Slashdot Mirror


Meet Cyveillancebot

gulker writes "A rant about making a new 'acquaintance'... Googlebot is like the UPS driver who comes to the door in a uniform, and will happily show you his ID and business card: Cyveillancebot is like a coarse, unshaven, itchy guy with his hat pulled down lurking near your half-open bedroom window. This after Cyveillance defeats a 'protection mechanism' - robots.txt - and grabs 155 copyrighted files from my Web server, which files it will presumably share with others, for a profit..."

7 of 47 comments (clear)

  1. This guy is a bit stupid, right? by swmccracken · · Score: 5, Informative

    This guy is a moron, right?

    Anyone that has *anything* on a public web server that isn't protected with a username and password (and that isn't very difficult, now, is it?) and they want it kept private is some kind moron.

    I mean, I could easily spider his site using wget ignoring his robots.txt.. (For the record, his robots.txt is disalow everyone).

    It is, in fact a mechanism for safeguarding content that owners wish to keep private from crawlers. WRONG! It is a mechanism for discouraging crawlers from downloading vast hunks of your site. (Good example: Crawling all of slashdot would be much larger than slashdot itself because of all the different views of comments you can have. That's why the robots.txt of /. discourages spiders in the dynamically generated views.) Yes, in theory he's right, but reality beckons.

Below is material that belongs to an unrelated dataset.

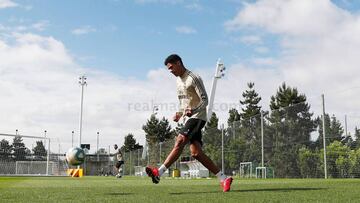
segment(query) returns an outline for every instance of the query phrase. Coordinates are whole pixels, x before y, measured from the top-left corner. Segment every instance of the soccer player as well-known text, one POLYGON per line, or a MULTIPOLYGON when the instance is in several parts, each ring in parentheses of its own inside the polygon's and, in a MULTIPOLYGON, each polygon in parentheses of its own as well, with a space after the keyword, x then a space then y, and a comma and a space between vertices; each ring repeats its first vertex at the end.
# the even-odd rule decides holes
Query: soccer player
POLYGON ((165 162, 160 168, 146 167, 146 173, 152 178, 153 183, 159 183, 160 176, 179 158, 185 145, 190 143, 191 156, 218 177, 224 192, 229 191, 232 177, 225 176, 219 167, 202 151, 201 129, 207 120, 206 106, 208 104, 208 96, 202 79, 186 69, 181 58, 176 54, 168 56, 164 64, 177 77, 177 95, 180 109, 173 120, 185 124, 165 162))
POLYGON ((115 168, 117 171, 116 177, 121 178, 122 177, 122 165, 124 164, 123 156, 121 153, 120 148, 118 148, 117 144, 114 145, 115 154, 114 154, 114 161, 115 161, 115 168))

    Robots.txt is not like locking your door with a weak latch. It's like leaving the door unlocked with a "please behave while inside" sign on it.

    Oddly enough, I don't think the police would have much sympathy for anyone who's house got burgled like this...

  2. Cyveillance in a nutshell by Anonymous Coward · · Score: 5, Informative

    Cyveillance runs a web robot. That web robot has one purpose, and one purpose only: to scour the web looking for "copyrighted material" owned by its clients. What happens when such material is found, I don't know; it's probably reported back to the Mother Ship for C&D processing.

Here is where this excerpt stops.